Julia Whitworth '93, who majored in English and drama, was ordained as the first female bishop of the Episcopal Diocese of Massachusetts, the Boston Globe reports.
Sadia Hassan, a poet and essayist, completed a creative nonfiction MFA at Mississippi with Kiese Laymon and has been regularly publishing poems and lyric essays. Here's a poem called "I, Aperture."
Sarah Khatry was working as associate nonfiction editor of Guernica while in the MFA program at Iowa for nonfiction; here's a piece by the writer Morgan Parker she edited for the magazine. She is now a PhD candidate in the English Literary Studies & Creative Writing program at the University of Denver.

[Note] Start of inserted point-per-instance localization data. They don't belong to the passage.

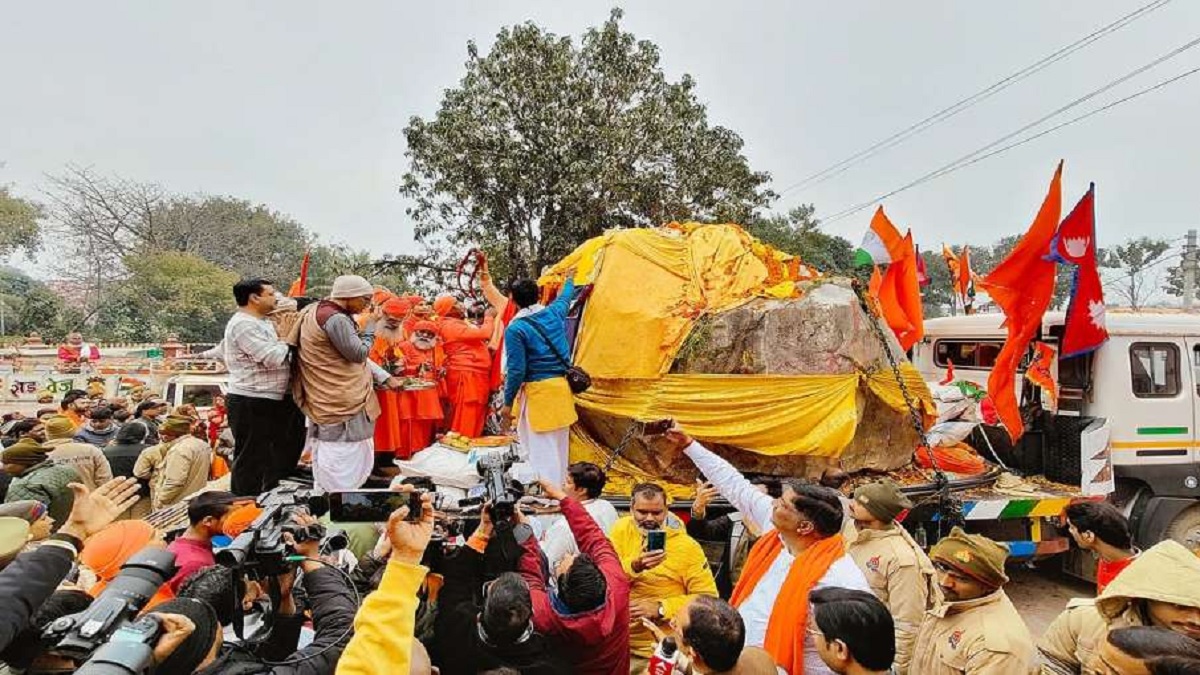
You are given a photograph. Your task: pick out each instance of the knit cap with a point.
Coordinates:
(30, 511)
(443, 305)
(882, 499)
(177, 424)
(107, 550)
(59, 426)
(13, 537)
(975, 555)
(351, 286)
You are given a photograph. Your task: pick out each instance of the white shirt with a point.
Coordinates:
(558, 541)
(756, 508)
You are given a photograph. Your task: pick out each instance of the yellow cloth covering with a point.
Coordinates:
(550, 405)
(649, 286)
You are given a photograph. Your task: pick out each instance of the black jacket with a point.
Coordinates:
(463, 652)
(333, 609)
(25, 584)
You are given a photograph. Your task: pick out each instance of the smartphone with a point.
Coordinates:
(372, 506)
(655, 539)
(657, 428)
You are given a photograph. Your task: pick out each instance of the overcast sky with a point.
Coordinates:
(300, 105)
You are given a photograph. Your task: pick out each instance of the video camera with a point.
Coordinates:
(261, 549)
(501, 491)
(108, 631)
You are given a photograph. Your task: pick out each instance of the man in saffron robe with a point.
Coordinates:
(420, 408)
(801, 549)
(468, 365)
(387, 353)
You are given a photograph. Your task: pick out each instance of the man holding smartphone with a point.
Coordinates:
(665, 566)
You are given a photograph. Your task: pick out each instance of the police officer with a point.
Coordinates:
(899, 572)
(973, 628)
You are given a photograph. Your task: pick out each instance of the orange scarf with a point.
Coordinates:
(789, 621)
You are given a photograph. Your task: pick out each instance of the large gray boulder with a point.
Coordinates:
(826, 332)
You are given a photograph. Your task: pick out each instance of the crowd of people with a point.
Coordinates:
(798, 577)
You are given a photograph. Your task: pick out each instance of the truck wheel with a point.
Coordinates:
(1186, 527)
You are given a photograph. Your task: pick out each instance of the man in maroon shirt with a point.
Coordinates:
(588, 614)
(193, 548)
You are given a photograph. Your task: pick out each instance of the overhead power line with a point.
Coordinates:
(977, 97)
(982, 153)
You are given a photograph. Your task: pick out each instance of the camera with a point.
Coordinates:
(261, 548)
(108, 631)
(501, 491)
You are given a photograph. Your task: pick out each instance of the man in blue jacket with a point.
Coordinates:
(538, 354)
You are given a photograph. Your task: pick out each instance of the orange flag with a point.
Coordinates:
(1023, 285)
(300, 285)
(899, 296)
(964, 278)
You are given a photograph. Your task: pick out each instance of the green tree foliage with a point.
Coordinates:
(545, 143)
(19, 223)
(799, 233)
(1137, 261)
(168, 292)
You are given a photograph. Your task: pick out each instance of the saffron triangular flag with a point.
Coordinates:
(300, 286)
(899, 296)
(1023, 285)
(882, 243)
(1084, 329)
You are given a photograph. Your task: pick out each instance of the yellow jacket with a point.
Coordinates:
(901, 575)
(979, 637)
(683, 574)
(384, 626)
(1074, 635)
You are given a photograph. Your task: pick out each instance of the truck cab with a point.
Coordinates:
(1144, 383)
(196, 389)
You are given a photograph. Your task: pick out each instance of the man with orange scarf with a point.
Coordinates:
(420, 410)
(801, 549)
(468, 365)
(387, 353)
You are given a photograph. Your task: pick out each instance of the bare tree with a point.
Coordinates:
(1137, 260)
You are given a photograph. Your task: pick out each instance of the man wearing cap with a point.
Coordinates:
(385, 352)
(899, 572)
(420, 410)
(35, 476)
(178, 466)
(468, 365)
(335, 383)
(538, 357)
(975, 627)
(87, 459)
(264, 422)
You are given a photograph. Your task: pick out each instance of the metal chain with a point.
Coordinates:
(949, 508)
(630, 434)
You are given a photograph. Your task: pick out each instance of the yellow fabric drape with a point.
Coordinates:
(651, 285)
(883, 384)
(623, 475)
(807, 414)
(648, 287)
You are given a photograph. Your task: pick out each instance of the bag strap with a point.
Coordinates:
(545, 338)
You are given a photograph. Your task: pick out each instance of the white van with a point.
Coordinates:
(1145, 381)
(196, 389)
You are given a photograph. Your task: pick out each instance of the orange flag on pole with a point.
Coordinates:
(300, 285)
(899, 296)
(1023, 285)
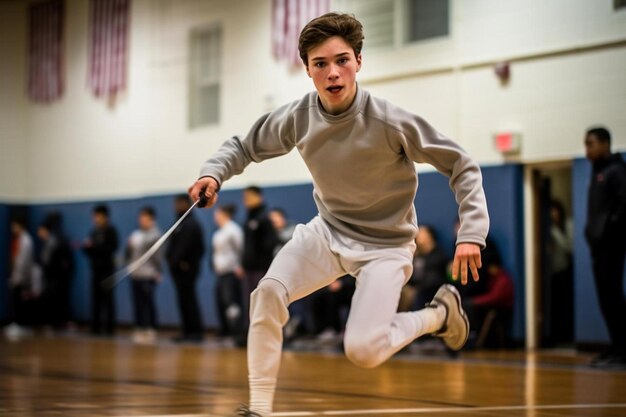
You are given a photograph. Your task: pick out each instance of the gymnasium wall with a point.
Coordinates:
(435, 206)
(4, 260)
(567, 57)
(567, 60)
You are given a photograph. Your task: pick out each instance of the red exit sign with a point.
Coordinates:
(508, 142)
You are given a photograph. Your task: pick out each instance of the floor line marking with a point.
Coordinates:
(448, 410)
(424, 410)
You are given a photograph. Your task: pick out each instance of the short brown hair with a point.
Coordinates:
(326, 26)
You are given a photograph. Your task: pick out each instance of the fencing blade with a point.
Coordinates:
(113, 280)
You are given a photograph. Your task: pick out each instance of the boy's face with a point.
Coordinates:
(333, 66)
(145, 221)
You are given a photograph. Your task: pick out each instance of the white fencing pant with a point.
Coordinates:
(316, 256)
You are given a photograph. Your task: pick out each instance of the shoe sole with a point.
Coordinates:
(457, 297)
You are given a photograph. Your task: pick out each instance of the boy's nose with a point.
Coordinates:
(333, 73)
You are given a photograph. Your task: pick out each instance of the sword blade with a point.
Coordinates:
(113, 280)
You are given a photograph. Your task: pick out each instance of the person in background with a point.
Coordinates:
(145, 278)
(260, 241)
(184, 252)
(22, 280)
(561, 277)
(227, 250)
(499, 295)
(605, 229)
(430, 265)
(100, 247)
(328, 304)
(57, 264)
(284, 229)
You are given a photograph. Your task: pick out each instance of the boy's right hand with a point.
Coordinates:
(206, 186)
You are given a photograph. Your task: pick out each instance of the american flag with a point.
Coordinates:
(108, 46)
(288, 19)
(45, 64)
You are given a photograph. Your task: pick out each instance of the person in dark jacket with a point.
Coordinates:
(605, 230)
(183, 255)
(57, 264)
(260, 238)
(100, 247)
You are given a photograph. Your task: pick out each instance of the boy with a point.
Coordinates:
(360, 151)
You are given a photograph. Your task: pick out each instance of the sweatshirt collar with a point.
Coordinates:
(351, 112)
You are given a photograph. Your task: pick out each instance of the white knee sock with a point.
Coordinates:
(268, 315)
(430, 319)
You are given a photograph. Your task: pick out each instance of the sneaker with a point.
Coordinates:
(455, 329)
(603, 357)
(615, 360)
(244, 411)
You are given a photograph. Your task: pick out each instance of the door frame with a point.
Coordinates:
(532, 256)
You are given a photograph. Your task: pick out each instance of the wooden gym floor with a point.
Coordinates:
(73, 376)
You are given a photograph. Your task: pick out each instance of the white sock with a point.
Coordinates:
(262, 396)
(430, 319)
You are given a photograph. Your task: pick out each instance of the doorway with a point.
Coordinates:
(552, 275)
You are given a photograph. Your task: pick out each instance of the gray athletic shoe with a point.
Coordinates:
(455, 329)
(244, 411)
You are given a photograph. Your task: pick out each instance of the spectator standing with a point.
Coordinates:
(57, 264)
(145, 278)
(605, 230)
(227, 250)
(260, 241)
(22, 279)
(185, 250)
(561, 275)
(100, 247)
(284, 229)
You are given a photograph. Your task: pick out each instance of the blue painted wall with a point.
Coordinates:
(4, 259)
(504, 191)
(435, 205)
(296, 200)
(589, 326)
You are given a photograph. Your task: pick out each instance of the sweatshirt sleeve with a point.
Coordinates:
(423, 144)
(269, 137)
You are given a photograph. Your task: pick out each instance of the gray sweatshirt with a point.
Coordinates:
(362, 165)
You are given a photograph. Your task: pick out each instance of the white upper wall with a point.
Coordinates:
(83, 148)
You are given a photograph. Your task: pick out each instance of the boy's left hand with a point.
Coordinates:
(466, 254)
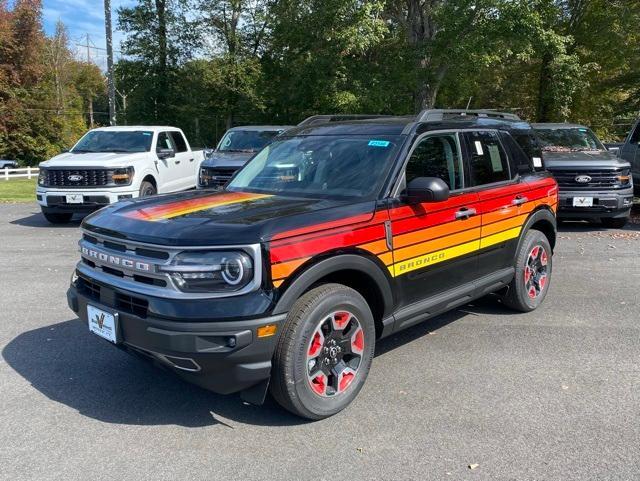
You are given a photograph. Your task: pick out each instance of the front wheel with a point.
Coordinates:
(324, 352)
(533, 266)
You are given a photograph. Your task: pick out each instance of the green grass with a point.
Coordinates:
(18, 190)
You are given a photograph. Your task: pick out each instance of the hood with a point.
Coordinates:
(227, 159)
(583, 160)
(97, 159)
(217, 218)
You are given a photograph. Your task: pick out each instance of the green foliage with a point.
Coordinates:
(43, 90)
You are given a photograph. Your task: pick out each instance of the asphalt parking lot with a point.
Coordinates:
(551, 395)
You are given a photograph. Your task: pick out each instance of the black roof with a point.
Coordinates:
(399, 125)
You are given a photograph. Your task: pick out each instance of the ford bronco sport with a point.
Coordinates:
(332, 237)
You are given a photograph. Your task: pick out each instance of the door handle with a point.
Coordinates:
(465, 213)
(519, 200)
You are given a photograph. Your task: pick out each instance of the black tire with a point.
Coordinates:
(294, 364)
(614, 222)
(58, 218)
(531, 282)
(147, 189)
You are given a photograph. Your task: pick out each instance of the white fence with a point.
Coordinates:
(28, 172)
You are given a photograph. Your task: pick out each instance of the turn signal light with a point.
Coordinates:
(267, 331)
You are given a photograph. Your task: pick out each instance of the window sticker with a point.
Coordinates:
(496, 161)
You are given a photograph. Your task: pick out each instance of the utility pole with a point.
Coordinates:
(110, 80)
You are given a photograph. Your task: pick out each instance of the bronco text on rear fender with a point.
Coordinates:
(339, 233)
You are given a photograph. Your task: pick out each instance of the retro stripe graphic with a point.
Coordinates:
(418, 240)
(183, 207)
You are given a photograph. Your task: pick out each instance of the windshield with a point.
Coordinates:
(576, 139)
(246, 140)
(113, 141)
(320, 166)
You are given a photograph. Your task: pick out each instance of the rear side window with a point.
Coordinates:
(178, 140)
(165, 142)
(489, 162)
(437, 155)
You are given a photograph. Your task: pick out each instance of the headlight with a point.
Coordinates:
(211, 271)
(122, 176)
(624, 177)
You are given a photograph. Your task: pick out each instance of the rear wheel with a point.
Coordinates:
(614, 222)
(147, 189)
(533, 266)
(57, 218)
(324, 353)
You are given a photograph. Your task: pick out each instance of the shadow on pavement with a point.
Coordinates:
(71, 366)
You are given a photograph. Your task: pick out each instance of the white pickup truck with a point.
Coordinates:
(110, 164)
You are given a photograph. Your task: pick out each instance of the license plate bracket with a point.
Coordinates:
(583, 201)
(103, 323)
(74, 198)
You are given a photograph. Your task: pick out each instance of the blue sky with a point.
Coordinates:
(82, 17)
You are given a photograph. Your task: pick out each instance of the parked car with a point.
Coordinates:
(8, 164)
(235, 148)
(630, 152)
(327, 240)
(111, 164)
(594, 183)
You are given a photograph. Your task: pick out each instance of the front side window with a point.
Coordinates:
(114, 141)
(165, 141)
(437, 155)
(489, 162)
(246, 140)
(576, 139)
(327, 166)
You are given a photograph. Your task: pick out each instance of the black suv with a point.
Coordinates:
(340, 233)
(594, 183)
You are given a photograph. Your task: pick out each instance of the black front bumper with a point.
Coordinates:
(222, 356)
(605, 204)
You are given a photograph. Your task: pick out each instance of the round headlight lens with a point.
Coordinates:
(211, 271)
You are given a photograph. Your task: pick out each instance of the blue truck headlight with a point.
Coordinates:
(211, 271)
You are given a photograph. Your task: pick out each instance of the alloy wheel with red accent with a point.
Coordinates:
(335, 353)
(535, 271)
(324, 352)
(533, 266)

Svati Kirsten Narula published in Outside magazine a feature story for which she wrote the first draft ten years ago in Professor Sharlet's "Raising the Dead" class, an adventure tragedy of the death of a young climber, Nanda Devi, on the mountain after which she was named. Svati is now a contributing editor for Outside.
Stephanie McFeeters is a managing editor of Harper's; here's a recent piece she worked on by the novelist Joy Williams, writing on Cormac McCarthy.
Parker Richards is now an opinion editor at the New York Times; he shares this piece as an example of the work he's been bringing into the paper.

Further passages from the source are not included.